Temporal Layers
The three layers
Akashik does not treat all memory as equal. Every MemoryUnit is tagged with a temporal layer that describes its semantic position in the workflow — not when it was created, but what kind of memory it represents.
| Layer | Semantic meaning | Examples |
|---|---|---|
| Past | Concluded, immutable context | Research findings, resolved decisions, completed tasks |
| Present | Active, current working memory | Ongoing hypotheses, in-progress analysis, live task state |
| Future | Planned, anticipated, projected | Scheduled actions, expected outcomes, pending decisions |
Why temporal layers matter
Without temporal structure, memory collapses into a flat list. An agent attuning to the Field receives findings from concluded work mixed with active deliberation mixed with future projections — with no way to weight them differently.

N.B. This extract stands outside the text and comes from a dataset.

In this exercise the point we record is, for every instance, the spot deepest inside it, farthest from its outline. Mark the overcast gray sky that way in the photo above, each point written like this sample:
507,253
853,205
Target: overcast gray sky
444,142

Temporal layers give the attunement engine a critical signal. An agent focused on current decision-making weights present units more heavily. An agent producing a forward plan integrates future units. An agent reviewing what happened focuses on past.
Setting temporal position
temporal_layer on a MemoryUnit and temporal_bias on ATTUNE are Level 2+ extensions. They are not part of the Level 0–1 MemoryUnit or Scope schemas. The formal mechanism at Level 2+ is the temporal_layers array in the Scope passed to ATTUNE. The field-level tagging shown below represents planned extension behaviour.Temporal position is declared at record time:
// A completed finding — past
await researcher.record({
type: 'finding',
content: 'Segment A has 3 dominant players',
temporal_layer: 'past',
intent: { purpose: 'Capture competitive landscape' }
})
// An active hypothesis — present
await analyst.record({
type: 'hypothesis',
content: 'Segment B may be underserved',
temporal_layer: 'present',
intent: { purpose: 'Guide further research' }
})
// A planned action — future
await orchestrator.record({
type: 'instruction',
content: 'Validate Segment B assumption with primary research',
temporal_layer: 'future',
intent: { purpose: 'Direct next research phase' }
})
Temporal layers in attunement
At Level 2+, agents include temporal_layers in their Scope to shift relevance scoring toward specific layers without excluding others. This is the formal spec mechanism:
const context = await agent.attune({
scope: {
role: 'analyst',
max_units: 10,
temporal_layers: ['present'] // prioritise active working memory
}
})
Memory evolution
MemoryUnits are not static. A hypothesis in present may be resolved into a finding and moved to past. A planned action in future may become an active instruction in present. The Field tracks these transitions and maintains provenance through the lifecycle.
This is distinct from deletion — Akashik does not erase memory. It evolves it, with a full audit trail.